Much of what he did was an attempt to make up for his birth - he was of Arab origin on both sides, a fact his Jewish subjects never forgave. He resented and envied the love his subjects had for the former royal family, the Hasmoneans, and ended up murdering most of the members of that family, including his wife Mariamme, their two sons, his young brother-in-law, his mother-in-law, and Mariamme's aged grandfather. When Herod had his two sons strangled, Augustus commented that it was safer to be Herod's pig than his son - Jews do not eat pork.
During his last years - the years in which the Massacre of the Innocents took place - Herod descended into madness and paranoia. He was in great physical and mental pain, and soon after a failed suicide attempt this complex, demented, brilliant man died.
'He resented and envied the love his subjects had for the former royal family, the Hasmoneans, and ended up murdering most of them, including his wife Mariamme, their two sons, his young brother-in-law, his mother-in-law, and Mariamme's aged grandfather. When Herod had his two sons strangled, Augustus, knowing that Jews do not eat pork, commented that it was safer to be Herod's pig than his son.'
Though Antipas was cautious in political matters, he was unsuccessful in controlling his family, and had a particularly bad relationship with Herodias' brother Agrippa.
Unfortunately for Antipas, Agrippa had lived in Rome and become a close friend of a young member of the imperial family, Caligula. When Caligula became emperor Agrippa laid charges, partially true, against Antipas. Caligula, now given a pretext, banished Antipas to Gaul but gave Herodias a dispensation. Since she was the sister of his friend Agrippa, she might continue to live in Judea and retain some of her possessions.

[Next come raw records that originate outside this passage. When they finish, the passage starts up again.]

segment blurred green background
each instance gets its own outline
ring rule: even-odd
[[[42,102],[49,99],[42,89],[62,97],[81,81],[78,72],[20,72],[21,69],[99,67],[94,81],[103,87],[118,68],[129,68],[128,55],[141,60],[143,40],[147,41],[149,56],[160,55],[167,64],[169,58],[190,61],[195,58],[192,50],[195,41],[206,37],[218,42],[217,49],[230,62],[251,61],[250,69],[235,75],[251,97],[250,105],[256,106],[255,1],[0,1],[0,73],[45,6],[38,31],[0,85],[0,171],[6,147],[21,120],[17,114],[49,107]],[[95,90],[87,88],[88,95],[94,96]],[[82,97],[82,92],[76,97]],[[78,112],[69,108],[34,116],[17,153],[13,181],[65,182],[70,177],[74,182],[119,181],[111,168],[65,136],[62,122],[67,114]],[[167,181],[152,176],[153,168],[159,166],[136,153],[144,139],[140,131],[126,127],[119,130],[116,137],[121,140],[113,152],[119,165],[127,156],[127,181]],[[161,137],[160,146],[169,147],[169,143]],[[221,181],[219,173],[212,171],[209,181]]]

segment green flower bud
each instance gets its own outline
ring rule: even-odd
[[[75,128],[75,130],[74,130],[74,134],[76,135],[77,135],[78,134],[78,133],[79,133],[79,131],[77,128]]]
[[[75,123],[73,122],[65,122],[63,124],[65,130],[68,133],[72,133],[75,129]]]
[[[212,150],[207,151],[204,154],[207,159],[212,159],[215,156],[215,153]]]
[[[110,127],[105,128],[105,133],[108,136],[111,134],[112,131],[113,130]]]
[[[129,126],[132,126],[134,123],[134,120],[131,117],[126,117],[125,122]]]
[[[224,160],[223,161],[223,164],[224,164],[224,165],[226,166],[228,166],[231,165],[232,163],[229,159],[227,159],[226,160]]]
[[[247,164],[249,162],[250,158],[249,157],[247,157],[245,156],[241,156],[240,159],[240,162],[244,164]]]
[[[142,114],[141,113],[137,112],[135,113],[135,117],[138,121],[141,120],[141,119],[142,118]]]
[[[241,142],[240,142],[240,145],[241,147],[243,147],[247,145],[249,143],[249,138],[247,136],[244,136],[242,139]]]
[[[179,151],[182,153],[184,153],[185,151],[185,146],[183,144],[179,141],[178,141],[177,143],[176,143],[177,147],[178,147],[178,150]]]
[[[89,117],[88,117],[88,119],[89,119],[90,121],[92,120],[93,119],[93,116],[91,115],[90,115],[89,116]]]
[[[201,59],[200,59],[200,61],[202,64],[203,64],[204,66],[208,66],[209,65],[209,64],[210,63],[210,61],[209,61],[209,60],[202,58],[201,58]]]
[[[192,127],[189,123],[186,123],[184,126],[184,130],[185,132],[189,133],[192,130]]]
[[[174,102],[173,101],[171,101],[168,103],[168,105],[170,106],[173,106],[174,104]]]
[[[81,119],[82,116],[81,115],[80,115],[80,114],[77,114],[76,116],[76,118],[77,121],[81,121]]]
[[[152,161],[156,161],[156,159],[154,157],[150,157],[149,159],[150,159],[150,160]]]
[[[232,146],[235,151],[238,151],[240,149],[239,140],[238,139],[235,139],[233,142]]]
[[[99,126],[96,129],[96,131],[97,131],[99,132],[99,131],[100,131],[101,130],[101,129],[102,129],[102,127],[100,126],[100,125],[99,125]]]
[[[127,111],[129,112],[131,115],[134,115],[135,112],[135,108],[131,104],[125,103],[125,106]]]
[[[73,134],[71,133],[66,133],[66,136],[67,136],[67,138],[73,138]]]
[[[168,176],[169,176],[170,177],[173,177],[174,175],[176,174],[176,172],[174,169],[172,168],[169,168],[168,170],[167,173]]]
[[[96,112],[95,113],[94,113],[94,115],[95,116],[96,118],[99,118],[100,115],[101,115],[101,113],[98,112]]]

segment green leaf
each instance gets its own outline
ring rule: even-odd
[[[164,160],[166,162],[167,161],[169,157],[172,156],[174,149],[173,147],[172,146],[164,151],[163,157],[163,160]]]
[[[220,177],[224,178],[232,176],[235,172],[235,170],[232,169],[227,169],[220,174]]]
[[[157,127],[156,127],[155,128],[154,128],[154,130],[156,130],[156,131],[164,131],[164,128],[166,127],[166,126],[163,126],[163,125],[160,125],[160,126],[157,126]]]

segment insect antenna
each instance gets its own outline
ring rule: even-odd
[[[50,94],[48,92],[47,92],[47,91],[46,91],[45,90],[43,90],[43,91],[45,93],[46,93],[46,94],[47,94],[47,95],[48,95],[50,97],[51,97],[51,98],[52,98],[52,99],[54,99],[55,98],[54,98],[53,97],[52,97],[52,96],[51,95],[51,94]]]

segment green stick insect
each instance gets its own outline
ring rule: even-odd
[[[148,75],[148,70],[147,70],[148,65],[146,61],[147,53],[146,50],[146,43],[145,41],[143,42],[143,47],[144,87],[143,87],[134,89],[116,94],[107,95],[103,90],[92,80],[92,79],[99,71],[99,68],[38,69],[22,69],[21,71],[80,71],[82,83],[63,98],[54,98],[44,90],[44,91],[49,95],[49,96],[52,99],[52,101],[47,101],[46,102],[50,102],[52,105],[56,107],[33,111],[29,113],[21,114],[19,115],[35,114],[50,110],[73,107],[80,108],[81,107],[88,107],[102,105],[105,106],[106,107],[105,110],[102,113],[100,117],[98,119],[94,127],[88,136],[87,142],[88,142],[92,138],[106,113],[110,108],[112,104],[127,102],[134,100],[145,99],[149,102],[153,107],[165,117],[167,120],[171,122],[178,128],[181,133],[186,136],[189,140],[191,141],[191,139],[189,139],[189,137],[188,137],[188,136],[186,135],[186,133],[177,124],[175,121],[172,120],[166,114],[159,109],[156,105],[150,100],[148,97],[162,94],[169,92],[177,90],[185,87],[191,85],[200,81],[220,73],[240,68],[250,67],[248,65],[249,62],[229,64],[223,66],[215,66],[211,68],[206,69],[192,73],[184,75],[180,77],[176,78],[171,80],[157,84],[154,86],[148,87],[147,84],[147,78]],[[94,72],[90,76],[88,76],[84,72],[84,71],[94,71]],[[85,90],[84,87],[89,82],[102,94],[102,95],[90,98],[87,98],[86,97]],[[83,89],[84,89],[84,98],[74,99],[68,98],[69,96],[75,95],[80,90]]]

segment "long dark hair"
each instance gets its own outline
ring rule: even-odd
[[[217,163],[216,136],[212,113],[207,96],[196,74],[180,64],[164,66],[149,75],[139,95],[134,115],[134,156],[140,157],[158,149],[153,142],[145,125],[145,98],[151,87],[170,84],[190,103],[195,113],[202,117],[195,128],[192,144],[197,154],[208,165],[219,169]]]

Herodias proudly refused the pardon and accompanied Antipas into exile - though it was perhaps not too bad a punishment, since tradition has it that they lived hereafter in a magnificent villa in Gaul, near Lyon in the south of France.
He was the grandson of the beautiful Mariamme and through her inherited the prized Hasmonean blood. He had been sent to Rome as a small boy to escape the bloodbath that engulfed his family, and also to receive a Roman education. There he grew up in company with the emperor Tiberius' son Drusus.
After his mother's death he quickly ran through his inheritance, keeping up with the lifestyle of the young blades of the imperial family. Then he went into serious debt, which meant that when his patron Drusus died, he was forced to leave Rome and go back to Judea. Herod Antipas, now his brother-in-law, gave him a small income and a minor official post, both of which Agrippa despised.
Desperately unhappy in the back blocks of Judea, Agrippa secured a sizeable loan and returned to Rome, where he secured a post as tutor to Tiberius' grandson. He also became a friend of Caligula, Tiberius' heir. He was foolish enough to made a rash remark about how good it would be when Tiberius died, and his words were reported by a servant. Agrippa landed in gaol.
However Tiberius died one year later and Agrippa, now close friends with the new emperor Caligula, came into his own. Caligula made him king of the former realm of his uncle Philip, and when Antipas was banished to Gaul Agrippa got his territories as well. When Caligula was assassinated Agrippa supported Claudius, who in gratitude granted him the entire kingdom of Judea.
In Judea, Agrippa carefully supported conservative Jewish policies and repressed the Jewish Christians. He imprisoned Peter the Apostle and executed James, son of Zebedee. Luke, writing in the Acts of the Apostles, believed that Agrippa's early death in 44AD was the result of his pride.
HEROD AGRIPPA II
In 60AD, when Paul had been in prison for two years, the procurator in Judea consulted Agrippa concerning his case. This happened during a visit that Agrippa and his sister were making to Caesarea (Agrippa and his sister were said to be having an affair, though the writer of Acts does not mention this). Paul defended himself vigorously, and those who listened to him commented that he might have been set free if he had not appealed to the emperor - which entailed a further trial in Rome.
Agrippa assisted the Romans when the Jewish Revolt broke out. In 70AD he helped Titus' son in the final conquest of Jerusalem and after the rebellion had been put down, Agrippa II apparently lived on until 93AD.